Ahora bien, ¿qué pasaría si a esa pantalla negra, conocida mundialmente bajo el nombre de “caja tonta”, le diese un día por actuar como un espejo? ¿Qué pasaría si al pulsar el mando la película tuviese por argumento un reflejo de lo que somos? La respuesta a ambas preguntas cabe en dos palabras inglesas: Black Mirror. Una serie en la que el factor común de sus episodios es el tema y no los personajes.

Ver uno de sus capítulos es similar a zambullirse en un sueño. Desde el principio sabes que lo que ocurre no es real aunque guarde con la vida un parecido espeluznante. Navegas por ese mundo permaneciendo a la espera. Todo resulta plausible pero sabes que tan solo es cuestión de tiempo y que en breves surgirá algo que no encaje. Se percibe en la atmósfera. Se palpa en el ambiente. Hay cierta irrealidad escondida tras la aparente normalidad que cada detalle desprende.

Y entonces, aparece: un chantaje absurdo, una aplicación que simula ser un fallecido, una grabadora que actúa como memoria, un pedaleo incesante y continuo… La evidencia que sitúa ese mundo en otro plano.

De este modo y lentamente comienza a formarse el torbellino. Aquello que apareció como diferenciador comienza a hacerse más y más grande. Y más rápido. Y más fuerte. El sueño comienza a adquirir el matiz de una pesadilla. La fractura entre realidad y ficción se hace cada vez más profunda. Más insalvable. Más evidente. El suelo cruje y se resquebraja. El viento aúlla ferozmente. Los personajes intentan escapar, pero ninguno lo consigue. Caen atrapados, como moscas. Son arrojados al huracán, presas de sus propios actos, víctimas de una sociedad a la que ellos mismos dieron alas.

Por suerte, el capítulo acaba y uno termina despertando.
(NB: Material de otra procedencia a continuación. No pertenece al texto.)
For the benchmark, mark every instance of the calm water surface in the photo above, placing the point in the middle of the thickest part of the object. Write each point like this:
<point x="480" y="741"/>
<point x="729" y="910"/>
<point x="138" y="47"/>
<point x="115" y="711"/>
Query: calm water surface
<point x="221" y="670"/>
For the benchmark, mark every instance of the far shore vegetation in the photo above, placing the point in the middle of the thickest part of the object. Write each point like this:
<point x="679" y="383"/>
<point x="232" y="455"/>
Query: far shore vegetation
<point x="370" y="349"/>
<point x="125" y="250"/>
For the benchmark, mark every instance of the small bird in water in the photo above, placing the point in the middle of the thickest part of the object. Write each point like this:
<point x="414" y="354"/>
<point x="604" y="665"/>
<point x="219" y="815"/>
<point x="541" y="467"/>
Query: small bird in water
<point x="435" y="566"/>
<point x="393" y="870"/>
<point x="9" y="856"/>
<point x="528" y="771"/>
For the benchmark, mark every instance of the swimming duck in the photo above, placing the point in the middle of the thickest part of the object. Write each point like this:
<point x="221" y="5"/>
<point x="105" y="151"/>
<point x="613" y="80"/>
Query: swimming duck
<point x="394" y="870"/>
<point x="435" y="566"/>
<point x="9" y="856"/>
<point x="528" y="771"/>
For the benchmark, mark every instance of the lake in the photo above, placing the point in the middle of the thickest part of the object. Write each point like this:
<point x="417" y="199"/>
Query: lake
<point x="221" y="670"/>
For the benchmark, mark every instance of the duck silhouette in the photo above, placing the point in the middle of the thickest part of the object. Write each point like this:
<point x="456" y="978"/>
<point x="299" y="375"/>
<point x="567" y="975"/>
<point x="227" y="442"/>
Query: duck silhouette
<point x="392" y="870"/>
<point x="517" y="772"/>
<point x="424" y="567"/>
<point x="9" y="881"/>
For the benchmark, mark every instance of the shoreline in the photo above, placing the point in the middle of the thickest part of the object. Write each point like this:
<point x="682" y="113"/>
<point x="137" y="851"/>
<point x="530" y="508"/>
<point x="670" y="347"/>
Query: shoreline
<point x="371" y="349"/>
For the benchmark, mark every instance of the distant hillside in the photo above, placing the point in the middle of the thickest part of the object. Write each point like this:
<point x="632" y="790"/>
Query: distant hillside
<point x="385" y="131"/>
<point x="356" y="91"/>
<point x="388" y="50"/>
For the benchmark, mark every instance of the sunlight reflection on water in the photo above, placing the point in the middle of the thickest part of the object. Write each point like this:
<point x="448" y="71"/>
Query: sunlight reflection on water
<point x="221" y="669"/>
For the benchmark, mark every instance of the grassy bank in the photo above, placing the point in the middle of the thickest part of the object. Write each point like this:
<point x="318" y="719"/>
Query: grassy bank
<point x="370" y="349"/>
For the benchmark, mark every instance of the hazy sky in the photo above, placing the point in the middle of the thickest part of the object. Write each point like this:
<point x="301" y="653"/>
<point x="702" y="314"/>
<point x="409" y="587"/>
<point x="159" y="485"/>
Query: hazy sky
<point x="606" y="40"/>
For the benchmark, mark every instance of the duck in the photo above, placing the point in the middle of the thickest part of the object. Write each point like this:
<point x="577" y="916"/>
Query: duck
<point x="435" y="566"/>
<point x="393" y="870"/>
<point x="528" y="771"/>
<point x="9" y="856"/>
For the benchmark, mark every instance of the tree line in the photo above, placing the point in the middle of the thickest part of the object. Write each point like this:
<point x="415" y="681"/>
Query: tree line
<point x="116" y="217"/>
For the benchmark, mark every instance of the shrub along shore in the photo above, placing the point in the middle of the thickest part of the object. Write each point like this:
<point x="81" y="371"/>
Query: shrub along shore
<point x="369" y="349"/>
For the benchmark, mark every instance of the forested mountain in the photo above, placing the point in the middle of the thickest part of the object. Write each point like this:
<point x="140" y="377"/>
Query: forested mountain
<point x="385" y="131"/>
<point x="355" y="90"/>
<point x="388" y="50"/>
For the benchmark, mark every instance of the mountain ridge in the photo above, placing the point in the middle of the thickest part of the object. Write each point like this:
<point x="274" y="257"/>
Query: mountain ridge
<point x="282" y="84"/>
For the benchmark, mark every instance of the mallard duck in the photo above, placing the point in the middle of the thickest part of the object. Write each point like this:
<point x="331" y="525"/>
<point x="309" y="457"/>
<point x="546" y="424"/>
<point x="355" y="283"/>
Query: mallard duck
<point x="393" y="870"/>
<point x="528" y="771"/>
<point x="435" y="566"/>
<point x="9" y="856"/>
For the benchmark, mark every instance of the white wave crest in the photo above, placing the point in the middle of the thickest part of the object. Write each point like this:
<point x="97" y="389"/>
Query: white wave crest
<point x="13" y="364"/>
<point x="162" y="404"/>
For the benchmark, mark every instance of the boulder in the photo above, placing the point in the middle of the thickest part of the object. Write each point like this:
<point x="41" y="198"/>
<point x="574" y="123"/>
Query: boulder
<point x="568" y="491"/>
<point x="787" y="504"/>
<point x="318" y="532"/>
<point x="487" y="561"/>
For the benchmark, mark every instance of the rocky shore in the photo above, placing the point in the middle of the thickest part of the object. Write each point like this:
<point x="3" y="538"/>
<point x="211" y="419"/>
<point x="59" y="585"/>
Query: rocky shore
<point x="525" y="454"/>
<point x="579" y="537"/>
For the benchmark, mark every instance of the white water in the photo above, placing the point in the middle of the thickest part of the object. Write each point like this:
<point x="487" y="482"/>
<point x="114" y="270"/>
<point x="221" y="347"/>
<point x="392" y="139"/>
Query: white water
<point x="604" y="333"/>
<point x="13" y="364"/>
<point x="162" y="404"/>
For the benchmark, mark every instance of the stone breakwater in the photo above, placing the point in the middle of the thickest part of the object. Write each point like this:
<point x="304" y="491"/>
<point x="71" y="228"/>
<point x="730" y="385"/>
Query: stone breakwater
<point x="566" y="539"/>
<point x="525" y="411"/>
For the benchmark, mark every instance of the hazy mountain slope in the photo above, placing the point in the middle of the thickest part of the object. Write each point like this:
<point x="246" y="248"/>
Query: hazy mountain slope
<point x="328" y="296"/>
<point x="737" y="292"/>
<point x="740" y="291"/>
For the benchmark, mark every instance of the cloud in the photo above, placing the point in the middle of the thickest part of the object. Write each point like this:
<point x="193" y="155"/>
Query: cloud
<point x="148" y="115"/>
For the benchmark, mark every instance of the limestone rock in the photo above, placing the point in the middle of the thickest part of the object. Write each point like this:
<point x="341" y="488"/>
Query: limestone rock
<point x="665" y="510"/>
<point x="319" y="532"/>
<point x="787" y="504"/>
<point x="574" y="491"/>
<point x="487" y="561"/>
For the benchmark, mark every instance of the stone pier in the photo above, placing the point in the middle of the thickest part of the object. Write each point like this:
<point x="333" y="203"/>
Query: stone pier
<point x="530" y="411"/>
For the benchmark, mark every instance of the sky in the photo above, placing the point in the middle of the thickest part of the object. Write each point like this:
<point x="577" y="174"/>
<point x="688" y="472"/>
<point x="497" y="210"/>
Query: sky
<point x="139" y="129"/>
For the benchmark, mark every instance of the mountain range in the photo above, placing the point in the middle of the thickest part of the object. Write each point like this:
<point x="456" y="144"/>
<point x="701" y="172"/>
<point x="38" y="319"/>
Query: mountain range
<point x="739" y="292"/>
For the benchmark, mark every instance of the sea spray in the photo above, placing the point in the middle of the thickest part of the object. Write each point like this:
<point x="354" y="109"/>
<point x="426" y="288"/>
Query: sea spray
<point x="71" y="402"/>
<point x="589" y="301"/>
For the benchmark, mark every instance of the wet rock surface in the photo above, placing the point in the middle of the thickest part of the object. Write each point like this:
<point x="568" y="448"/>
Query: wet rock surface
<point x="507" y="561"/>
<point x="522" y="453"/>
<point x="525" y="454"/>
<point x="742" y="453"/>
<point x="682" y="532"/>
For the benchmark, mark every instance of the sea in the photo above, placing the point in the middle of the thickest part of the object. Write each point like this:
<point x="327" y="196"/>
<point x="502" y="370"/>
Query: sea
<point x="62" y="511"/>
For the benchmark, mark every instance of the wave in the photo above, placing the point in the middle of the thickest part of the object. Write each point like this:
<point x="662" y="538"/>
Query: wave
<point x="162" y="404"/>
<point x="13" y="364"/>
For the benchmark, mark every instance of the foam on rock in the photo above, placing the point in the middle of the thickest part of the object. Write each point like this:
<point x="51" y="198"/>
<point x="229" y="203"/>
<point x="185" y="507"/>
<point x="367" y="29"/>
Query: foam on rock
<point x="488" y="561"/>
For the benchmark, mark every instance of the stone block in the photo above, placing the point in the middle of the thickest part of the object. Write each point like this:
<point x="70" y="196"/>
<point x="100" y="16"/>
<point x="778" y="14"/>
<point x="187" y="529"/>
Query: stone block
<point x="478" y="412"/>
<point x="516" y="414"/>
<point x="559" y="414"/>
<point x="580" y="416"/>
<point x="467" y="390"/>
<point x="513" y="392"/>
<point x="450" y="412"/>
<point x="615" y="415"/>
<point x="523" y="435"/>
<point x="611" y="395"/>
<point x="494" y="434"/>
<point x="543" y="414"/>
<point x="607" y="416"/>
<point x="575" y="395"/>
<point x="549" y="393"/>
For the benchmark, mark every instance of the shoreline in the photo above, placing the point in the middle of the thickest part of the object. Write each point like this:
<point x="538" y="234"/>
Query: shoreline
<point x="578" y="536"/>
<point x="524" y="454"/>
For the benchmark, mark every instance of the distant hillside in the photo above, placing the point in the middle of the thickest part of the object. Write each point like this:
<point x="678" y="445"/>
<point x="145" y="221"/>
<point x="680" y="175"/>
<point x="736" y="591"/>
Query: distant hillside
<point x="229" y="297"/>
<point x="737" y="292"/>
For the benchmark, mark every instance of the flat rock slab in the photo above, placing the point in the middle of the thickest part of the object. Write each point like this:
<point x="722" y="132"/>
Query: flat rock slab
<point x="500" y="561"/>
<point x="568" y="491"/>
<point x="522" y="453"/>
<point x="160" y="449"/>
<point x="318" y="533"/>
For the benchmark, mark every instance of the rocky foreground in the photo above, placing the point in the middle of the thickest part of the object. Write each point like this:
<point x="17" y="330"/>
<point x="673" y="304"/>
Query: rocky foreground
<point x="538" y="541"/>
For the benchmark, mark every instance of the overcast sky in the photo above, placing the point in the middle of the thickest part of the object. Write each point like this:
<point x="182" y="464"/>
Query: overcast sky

Sobresaltado y con un sabor ácido en los labios, te esfuerzas por repetirte que la ficción tras la pantalla queda, pero el peso del mensaje recibido es demasiado potente como para pasar a ser tan rápidamente ignorado. El regusto de la pesadilla recién soñada te persigue porque sabes que en esta ocasión algo de real tiene.

En tu cabeza queda un mensaje potente, taladrante, avasallador, penetrante, que ilustra aquello que podemos llegar a ser o en lo que quizás ya nos hemos convertido. Una insensibilidad tan grande que resulta grotesca, hiriente y humillante. Una indiferencia que culpabiliza por exagerar aquello que está empezando a ser. Un mundo virtual en el que lo natural no tiene cabida y cuya realidad se compone de elementos irreales. Un aislamiento absoluto ante cualquier resquicio humano. Un allanamiento continúo a la privacidad del individuo. Una esclavitud adornada con los brillantes trajes de la libertad. Una vida que transcurre en el recuerdo, o en el futuro, pero nunca jamás en el presente. Y un pueblo que no piensa. Que se burla sin entender, que vota sin meditar y que juzga sin comprender. Un pueblo al que todos pertenecemos y del que ninguno creemos formar parte.  


Black Mirror, el esperpento moderno. Una realidad que se deforma, que varía. Un espejo que nos devuelve una imagen grotesca de lo que somos. Una pantalla que, por primera vez en la historia, deja de ser caja tonta para mostrar una imagen oscura, perversa y deforme de cualquiera que se atreve a observarse en ella.

Mirarse en el espejo resulta a veces muy incómodo. 

A todo aquel que sea capaz de esforzarse por cambiar los reflejos más oscuros que el espejo le devuelve.